We have a MaskEdit component such that entries are made in the format 'dd/mm/yyyy'.
HOWEVER it has been found that sometimes Delphi or Windows will try to read this text in the format 'dddd/mm/yy' - for instance we might get the error "0707/20/03 is not a valid date" (obviously should be being read as "07/07/2003").
This happens on rare occasions and we can't recreate it when debugging on the development machines - it has only been seen on a client machine and causes our user some degree of frustration.
There is nothing special about the dates or what the user is doing - sometimes its OK - sometimes it throws us the problem !!
Has anyone encountered something like this ?
Where can I start looking for a solution to it ?
Thanks in advance
Steve
 
Just a guess..., prolly it depend on the user date format define in windows, maybe when u try to valid your date if the user as define in windows yyyy/mm/dd as date format, delphi will use that to test the date.

jb
 
First, do not use TMaskEdit. It just makes users grumpy.

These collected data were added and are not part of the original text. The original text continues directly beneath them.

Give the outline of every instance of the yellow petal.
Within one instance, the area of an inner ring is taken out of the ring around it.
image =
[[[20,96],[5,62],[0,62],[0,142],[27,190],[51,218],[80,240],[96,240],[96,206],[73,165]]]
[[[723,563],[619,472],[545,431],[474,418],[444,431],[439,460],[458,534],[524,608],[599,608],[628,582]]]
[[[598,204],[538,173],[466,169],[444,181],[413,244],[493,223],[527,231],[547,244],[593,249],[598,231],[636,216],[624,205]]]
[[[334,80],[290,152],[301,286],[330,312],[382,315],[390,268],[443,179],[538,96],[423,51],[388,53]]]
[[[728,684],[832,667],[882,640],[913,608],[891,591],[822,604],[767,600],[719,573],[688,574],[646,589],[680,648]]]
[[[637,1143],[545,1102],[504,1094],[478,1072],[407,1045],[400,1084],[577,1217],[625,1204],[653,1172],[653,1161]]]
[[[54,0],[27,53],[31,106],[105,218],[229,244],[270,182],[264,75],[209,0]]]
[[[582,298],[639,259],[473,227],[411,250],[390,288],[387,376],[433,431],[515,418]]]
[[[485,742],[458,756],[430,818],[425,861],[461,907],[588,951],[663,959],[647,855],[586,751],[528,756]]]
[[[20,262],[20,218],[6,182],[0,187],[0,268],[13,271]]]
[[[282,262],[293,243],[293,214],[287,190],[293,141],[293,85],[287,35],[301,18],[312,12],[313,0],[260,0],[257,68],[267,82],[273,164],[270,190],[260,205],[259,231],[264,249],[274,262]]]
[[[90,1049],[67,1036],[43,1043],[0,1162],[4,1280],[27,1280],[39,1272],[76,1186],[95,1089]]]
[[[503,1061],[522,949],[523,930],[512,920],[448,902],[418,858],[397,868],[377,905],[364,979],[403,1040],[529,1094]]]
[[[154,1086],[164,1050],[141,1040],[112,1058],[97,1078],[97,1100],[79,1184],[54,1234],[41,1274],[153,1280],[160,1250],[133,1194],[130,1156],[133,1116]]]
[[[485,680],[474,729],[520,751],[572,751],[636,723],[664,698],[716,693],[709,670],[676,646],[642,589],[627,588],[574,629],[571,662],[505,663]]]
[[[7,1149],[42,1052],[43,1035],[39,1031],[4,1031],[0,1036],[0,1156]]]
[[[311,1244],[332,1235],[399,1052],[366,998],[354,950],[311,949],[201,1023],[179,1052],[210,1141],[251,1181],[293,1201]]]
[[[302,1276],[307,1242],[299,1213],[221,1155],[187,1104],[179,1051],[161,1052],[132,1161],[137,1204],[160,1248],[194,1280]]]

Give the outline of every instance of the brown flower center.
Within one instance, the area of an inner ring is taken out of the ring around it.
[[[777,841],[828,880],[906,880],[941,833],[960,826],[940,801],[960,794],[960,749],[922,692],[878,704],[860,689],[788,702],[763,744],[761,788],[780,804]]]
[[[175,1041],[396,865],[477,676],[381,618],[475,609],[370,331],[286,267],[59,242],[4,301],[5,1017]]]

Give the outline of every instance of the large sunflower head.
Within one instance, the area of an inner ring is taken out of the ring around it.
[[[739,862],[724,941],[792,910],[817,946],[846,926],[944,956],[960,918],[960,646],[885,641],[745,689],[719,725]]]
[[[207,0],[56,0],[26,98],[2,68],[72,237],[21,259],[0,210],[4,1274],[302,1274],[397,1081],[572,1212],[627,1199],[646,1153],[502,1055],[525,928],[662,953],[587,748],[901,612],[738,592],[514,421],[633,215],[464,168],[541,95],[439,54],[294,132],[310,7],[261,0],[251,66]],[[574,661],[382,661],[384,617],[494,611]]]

0707/20/03 really is not a valid date, so maybe your date format is fine.

See if a TEdit is okay, then look at the various date edits available.

Cheers
 
hi,

I think its a different format. It is not jumping from
dd/mm/yyyy to dddd/mm/yy but to yyyy/mm/dd. It represent the years first and the users enters the date as he is used to do and then gets the error.
Probably there is a program who changes the short or longdate format in the windows surronding. So in order to get ride of all the other programs who are changing the dateformat start your program with
ShortDateFormat := 'dd/mm/yyyy';
DateSeparator := '/';
put the sysutils in the uses clause.

The SysUtils unit includes a number of variables that are used by various formatting routines. Values are assigned to these variables to define the formats of numeric and date/time strings. The initial values of these variables are fetched from the system registry using the GetLocaleInfo function in the Win32 API. VCL (non-console) applications automatically update these formatting variables in response to WM_WININICHANGE messages.


so if you inclube above statements you always relay on your settings and not on the most strang settings users use and other programmers you change this at runtime with their programs.